念願の戸隠山に登る

 念願の山
 戸隠スキー場から眺める戸隠連峰は鋭い断崖絶壁をなし、豪快そのものである。天照大神が隠れた岩戸を手力男命が開けたとき、勢いあまってここまで飛んできたのが戸隠山だという伝説がある。初めて戸隠でスキーを楽しんでから30年以上になる。
 来るたびに「立派な山だな!」と感嘆しながら滑っていた。9年前に山登りを始めて「いつか登ってみたい」と思うようになる。今年2月に戸隠山荘に泊まったとき、管理人にその話をすると、「昨年外国人が”蟻ノ塔渡り”で滑落死している、危険ですから登らないほうがよいですよ」と2度・3度と忠告してくれる。
 この熱のこもった忠告が気になり「日本二百名山ガイド」「日本三百名山ガイド」「日本300名山ガイド」などの本を購入して調べる。「登山コースは大半が岩場のルートでクサリ場も多い。とくに垂直の胸突き岩から”蟻ノ塔渡り”と言われるナイフリッジを通り、”剣ノ刃渡り”と続く箇所は注意が必要だ」とある。

 戸隠山に登る
 8月17日、3時に家を出発。関越道・上信越を通り6時前戸隠牧場着。車をここに置き、遊歩道を通って戸隠神社奥社に向う。奥社で安全祈願をし登山口で登山カードに記入、ボランテアらしき係の人に渡す。戸隠山の案内図を受け取って登りはじめる。ゆっくり登ることを心がける、ただし小休止を1〜2分しかとらないため、すぐに夫婦2人連れを追い抜き、男性2人組を追い抜き、あとで知ったトヨタの男性を抜く。百間長屋をすぎると次から次ぎへと鎖場が現れる。夫婦連れが降りてくるので聞くと引き返して来たという。

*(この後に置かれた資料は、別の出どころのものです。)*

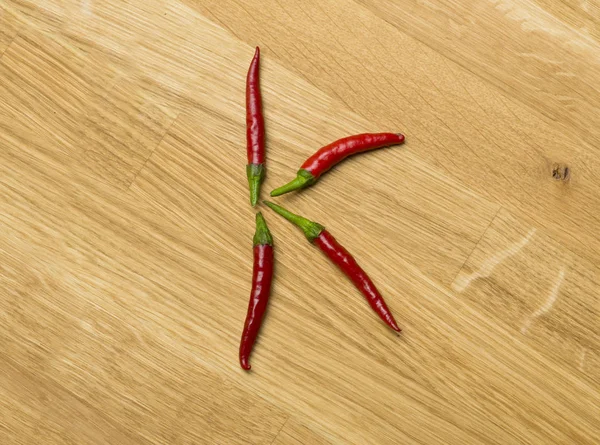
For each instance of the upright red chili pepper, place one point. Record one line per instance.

 そこから上は標高差150m位の岩場で、これでもかこれでもかという感じで鎖場が続く。戸隠の岩は溶岩にこぶしくらいの火山岩が突き刺さっており足場が方々にある、しかし案内書の注意書きに”風化や崩壊が激しく、手がかりや足場にした岩がぬける”とある。実際1ケ所ではあるが手にもった岩がグラッと動いたのには驚いた。最上部の斜度70度の胸突き岩を登りほっとする間もなく難所の”蟻ノ塔渡り”と”剣ノ刃渡り”が待ち構えている。

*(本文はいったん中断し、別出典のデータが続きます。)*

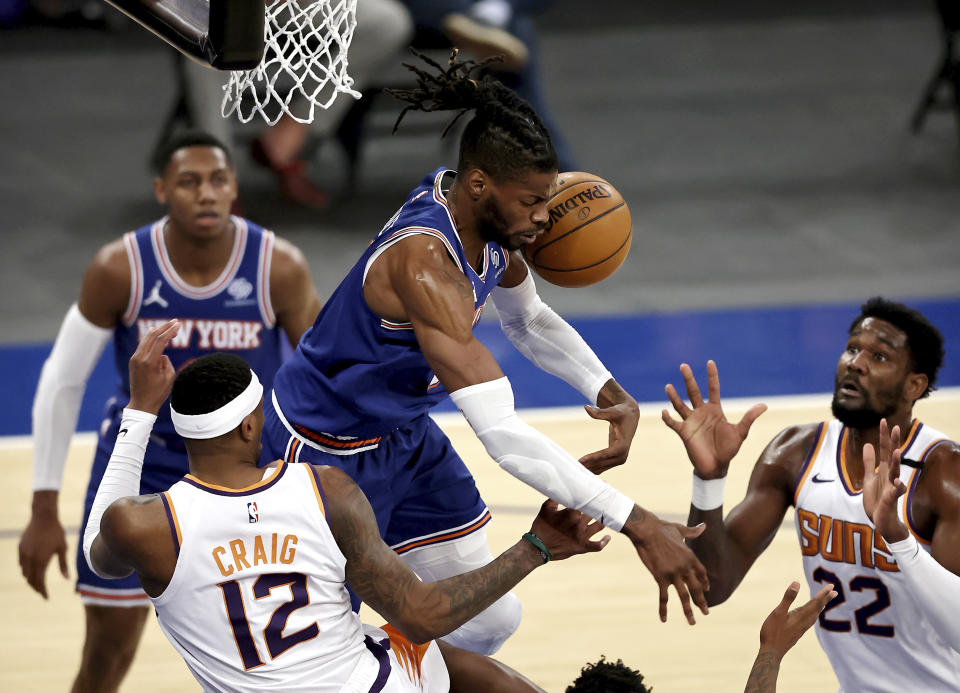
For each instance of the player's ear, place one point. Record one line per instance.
(476, 183)
(915, 386)
(158, 190)
(248, 427)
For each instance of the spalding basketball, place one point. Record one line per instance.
(588, 235)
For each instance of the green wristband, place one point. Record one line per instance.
(541, 547)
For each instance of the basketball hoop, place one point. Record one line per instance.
(304, 65)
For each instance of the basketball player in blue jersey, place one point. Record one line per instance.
(397, 336)
(234, 287)
(247, 567)
(895, 623)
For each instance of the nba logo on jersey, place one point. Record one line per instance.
(240, 290)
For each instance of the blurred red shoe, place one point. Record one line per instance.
(292, 178)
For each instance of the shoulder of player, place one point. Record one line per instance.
(111, 263)
(106, 285)
(133, 523)
(288, 269)
(941, 475)
(788, 450)
(423, 260)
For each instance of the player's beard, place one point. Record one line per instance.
(492, 226)
(870, 412)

 幅50cmというのでこれだけあればと事前に考えていたが、上部は平坦ではなくごつごつと凹凸のある岩、左側は落差150mの絶壁であり、立って歩く気にはなれない。四つんばいになって慎重に岩登りの基本である”3点支持”を守って渡る。
 八方睨ピークに着いて初めて気が休まる。戸隠山は手ごたえのある山であると改めて見直した。私流に言い換えると、岩登りの基本技術をマスターしておれば60才台のおばちゃんでも登れるが、それが無いと、体力特に腕力が要求される山である。

 トヨタ氏と同行
 八方睨から一不動まで尾根道を2時間歩く。ここからトヨタの人と一緒に歩く。「どこにお勤めですか」と聞くので「ホンダに勤めていました」とこたえると、「私はトヨタです、敵ですね」という。「トヨタの多くの人と仲良くお付き合いをしましたよ」と切り返す。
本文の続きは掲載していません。